Bu hikayenin sonunu dinlemek bana ağır gelince bir sigara yaktım. Dışarıda öylece biraz durup "neden böyle garip arkadaşlarım var?" diye düşünmeye başladım. Bilemiyorum. İnsan sanırım kendi gibilerini çekiyor hep hayatına... Biz ne tasavvur ediyorsak o geliyor başımıza... Ben de sanırım bitmek bilmez maceralarıyla bir sürü dostun beni çevrelediği ve bol hikayeli, atraksiyonlu bir hayat diledim. Off.... Çocukklen dilenen dileklere dikkat! Büyüdükçe unutuyorsunuz sonra patlıyor işte böyle... Sigarayı hızla içip, geri yerime döndüm. Hatun bu arada yeni istediği mojitoyu bitirmiş ( bir sigara içim süresinde...) beni bekliyordu. Hiç ara vermemişçesine devam etti...
Adam ne olduğunu anlayamaz. Kızın edebinin bile yetmediği bir küfür basar. Kız utancından öleceğini hissederken, hafiflediği için ayrıca mutludur. İçinden poposunu titrete titrete gülmek gelir. Ama susar. Ciddi ve ezik bir ifadeyle adama döner:
- İyi misin? diye sorar.
Adam sinirli gözlerle kıza bakar:
- Kızım derdin ne senin? Gecenin içine etmek sözünü uygulamalı ispat ediyorsun. Üzerime düştün, aniden barın ortasında ağladın, üzerime kustun... Derdin ne ha?
Ha dedikten sonra ağzını bir iki saniyeliğine açık bırakır. O an çok komik durduğunu düşünür kız. Evet kesin hayatının erkeğidir bu adam. Hem bu kadar mulayim hem bu kadar sinirli, hem bu kadar ezik hem de bu kadar kendinden emin davranması hoşuna gider.
- Sana kur yapmaya çalışmıştım! der.
Kız Küçük Emrah gibi boynu bükük durup adama bakar. Aciz Kız rolü her zaman işler diye düşünür. Adam kızı kolundan tutup "Hadi gidelim!" der. Kızı alıp Taksim sokaklarına dalarlar.
Hikayeyi bitirmenin rahatlığıyla sustu. Karşımda resmen mal gibi oturmaya devam edince dayanamadım. Eeee dedim. E si yok dedi. Nasıl yani diye sorunca "Kızım adamla çok romantik bir tanışma yaşadım, sabaha kadar muhabbet, geyik, fanfini. Sabah bir uyandım. Yok ben değil sarhoş halim aşıkmış." demez mi! İçimden öldürmek istedim.
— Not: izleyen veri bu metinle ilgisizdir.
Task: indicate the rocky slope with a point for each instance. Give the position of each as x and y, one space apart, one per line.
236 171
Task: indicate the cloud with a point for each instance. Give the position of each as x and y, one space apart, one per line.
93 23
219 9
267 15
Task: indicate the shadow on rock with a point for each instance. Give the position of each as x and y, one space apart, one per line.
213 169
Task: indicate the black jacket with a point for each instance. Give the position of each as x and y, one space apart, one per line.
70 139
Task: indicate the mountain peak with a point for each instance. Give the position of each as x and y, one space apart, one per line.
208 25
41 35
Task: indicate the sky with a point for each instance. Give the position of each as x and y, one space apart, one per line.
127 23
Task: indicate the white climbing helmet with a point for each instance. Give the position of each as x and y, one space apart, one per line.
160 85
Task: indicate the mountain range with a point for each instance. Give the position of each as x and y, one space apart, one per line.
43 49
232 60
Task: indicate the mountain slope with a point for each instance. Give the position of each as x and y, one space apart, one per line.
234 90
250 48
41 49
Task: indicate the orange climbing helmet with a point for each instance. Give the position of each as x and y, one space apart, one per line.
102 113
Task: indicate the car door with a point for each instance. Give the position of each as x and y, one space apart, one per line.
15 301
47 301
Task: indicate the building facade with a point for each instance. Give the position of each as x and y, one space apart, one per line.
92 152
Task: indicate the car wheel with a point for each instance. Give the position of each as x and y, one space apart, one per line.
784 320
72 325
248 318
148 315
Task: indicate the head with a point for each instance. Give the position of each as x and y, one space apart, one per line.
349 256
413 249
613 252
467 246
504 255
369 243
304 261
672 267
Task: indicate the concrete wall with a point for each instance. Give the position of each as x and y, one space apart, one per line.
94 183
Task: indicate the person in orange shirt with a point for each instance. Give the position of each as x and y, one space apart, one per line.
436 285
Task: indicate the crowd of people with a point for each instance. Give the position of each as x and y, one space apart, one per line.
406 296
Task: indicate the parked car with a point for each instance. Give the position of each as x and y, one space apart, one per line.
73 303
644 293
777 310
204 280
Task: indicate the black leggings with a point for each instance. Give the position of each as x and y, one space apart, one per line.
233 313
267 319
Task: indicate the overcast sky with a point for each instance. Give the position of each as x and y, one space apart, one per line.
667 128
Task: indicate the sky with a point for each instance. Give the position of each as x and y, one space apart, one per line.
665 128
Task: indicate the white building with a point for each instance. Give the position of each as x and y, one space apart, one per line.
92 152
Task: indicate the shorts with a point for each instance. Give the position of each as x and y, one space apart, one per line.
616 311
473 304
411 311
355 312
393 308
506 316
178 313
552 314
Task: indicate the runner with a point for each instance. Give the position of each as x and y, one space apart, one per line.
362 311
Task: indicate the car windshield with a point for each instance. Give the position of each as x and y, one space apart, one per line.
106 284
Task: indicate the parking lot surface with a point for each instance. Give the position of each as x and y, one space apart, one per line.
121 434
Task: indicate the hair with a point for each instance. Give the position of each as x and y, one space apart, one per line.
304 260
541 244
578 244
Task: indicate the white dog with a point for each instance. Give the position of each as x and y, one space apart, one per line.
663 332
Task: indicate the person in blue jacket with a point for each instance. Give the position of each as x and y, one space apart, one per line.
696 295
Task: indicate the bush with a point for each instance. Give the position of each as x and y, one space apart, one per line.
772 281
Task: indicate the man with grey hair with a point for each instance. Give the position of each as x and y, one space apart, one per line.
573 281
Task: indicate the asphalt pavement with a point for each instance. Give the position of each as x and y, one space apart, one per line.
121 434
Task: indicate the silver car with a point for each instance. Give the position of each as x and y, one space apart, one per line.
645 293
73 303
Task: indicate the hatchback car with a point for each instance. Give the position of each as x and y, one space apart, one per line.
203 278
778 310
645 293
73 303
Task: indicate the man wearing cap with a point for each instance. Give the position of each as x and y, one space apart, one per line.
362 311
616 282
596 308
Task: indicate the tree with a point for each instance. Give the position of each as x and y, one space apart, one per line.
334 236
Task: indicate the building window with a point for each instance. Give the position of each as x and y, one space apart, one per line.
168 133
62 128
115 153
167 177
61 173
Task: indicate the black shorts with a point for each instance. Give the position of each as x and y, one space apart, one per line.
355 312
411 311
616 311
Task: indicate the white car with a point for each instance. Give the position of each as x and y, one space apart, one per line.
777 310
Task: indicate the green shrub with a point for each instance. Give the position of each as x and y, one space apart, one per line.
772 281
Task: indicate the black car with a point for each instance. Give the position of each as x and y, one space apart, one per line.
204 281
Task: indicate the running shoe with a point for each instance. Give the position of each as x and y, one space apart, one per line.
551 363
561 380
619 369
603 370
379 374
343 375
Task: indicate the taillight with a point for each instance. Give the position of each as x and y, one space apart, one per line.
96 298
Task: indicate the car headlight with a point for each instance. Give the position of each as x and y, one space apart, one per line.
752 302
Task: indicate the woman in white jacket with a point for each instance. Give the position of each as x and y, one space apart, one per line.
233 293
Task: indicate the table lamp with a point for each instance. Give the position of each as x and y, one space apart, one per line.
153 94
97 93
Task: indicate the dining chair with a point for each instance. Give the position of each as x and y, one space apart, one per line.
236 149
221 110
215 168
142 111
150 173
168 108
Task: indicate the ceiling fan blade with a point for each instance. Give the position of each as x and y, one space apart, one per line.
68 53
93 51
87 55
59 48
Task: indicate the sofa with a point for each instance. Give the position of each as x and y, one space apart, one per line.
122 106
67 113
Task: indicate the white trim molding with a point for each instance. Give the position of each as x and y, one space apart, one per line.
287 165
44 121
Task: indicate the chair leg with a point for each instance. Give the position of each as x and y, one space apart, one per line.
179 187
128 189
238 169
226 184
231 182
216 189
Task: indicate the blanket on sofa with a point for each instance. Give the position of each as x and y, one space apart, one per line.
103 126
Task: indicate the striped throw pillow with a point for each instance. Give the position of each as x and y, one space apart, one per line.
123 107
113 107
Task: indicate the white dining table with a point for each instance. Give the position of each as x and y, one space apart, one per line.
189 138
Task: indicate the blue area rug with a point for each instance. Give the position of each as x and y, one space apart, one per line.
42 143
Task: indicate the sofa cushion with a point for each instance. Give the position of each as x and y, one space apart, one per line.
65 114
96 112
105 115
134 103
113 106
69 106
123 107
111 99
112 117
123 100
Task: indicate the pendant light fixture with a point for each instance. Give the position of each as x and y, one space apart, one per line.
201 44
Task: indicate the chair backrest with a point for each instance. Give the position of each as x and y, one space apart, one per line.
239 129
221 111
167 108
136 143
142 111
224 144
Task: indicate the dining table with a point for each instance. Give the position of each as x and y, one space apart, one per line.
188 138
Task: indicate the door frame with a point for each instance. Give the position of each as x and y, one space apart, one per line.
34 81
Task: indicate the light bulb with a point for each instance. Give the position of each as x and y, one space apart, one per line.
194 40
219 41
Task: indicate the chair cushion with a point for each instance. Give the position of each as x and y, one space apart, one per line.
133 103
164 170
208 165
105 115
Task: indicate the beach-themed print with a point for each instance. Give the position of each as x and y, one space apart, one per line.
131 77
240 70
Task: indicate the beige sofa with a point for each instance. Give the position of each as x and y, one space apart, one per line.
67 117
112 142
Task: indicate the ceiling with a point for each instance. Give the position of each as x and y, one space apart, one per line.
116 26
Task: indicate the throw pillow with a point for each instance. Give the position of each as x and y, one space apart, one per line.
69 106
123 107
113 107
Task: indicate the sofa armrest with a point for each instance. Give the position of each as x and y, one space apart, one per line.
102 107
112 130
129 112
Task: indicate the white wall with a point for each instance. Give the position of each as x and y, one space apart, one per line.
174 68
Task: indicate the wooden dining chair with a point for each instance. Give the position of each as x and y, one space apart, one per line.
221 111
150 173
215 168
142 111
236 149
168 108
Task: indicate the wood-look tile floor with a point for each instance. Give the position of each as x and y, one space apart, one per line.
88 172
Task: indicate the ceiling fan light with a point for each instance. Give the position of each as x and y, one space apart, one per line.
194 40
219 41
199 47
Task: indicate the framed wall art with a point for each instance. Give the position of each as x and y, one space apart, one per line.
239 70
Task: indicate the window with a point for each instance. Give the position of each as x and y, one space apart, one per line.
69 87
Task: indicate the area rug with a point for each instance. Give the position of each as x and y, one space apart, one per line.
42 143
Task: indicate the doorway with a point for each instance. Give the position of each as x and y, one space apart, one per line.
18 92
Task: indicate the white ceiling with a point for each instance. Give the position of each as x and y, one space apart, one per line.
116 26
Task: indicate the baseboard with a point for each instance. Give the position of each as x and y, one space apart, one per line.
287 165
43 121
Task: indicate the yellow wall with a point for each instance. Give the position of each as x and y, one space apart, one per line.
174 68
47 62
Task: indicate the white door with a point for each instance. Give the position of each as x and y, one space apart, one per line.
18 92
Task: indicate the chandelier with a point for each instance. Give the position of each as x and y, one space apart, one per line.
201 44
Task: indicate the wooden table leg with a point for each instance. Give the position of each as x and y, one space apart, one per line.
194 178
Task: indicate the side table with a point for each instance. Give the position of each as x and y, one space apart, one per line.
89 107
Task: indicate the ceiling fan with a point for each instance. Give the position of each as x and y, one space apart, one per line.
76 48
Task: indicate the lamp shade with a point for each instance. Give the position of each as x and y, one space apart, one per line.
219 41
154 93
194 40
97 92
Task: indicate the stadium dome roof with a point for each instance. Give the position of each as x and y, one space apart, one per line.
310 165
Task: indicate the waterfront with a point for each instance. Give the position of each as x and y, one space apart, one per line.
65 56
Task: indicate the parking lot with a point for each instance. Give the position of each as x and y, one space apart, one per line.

"Kızım o zaman niye konuşuyoruz iki saattir bozuk plak gibi anlatıyorsun, gizem yaratıyorsun?"
Başını önüne eğdi.
"Ben manyağın önde gideniyim tamam kabul. Ama herif sürekli arıyor ne yapacağım akıl ver diye anlattım!" dedi...
Ah bu modern zannedilen yalan ilişkiler... Bazen bu kadar sanallığın içerisinde gerçek olanı ancak rüyanda görürsün kızım diyorum... Başka da diyecek söz bulamıyorum...
P.S. Sarhoşken hissettiğiniz duygular sanaldır.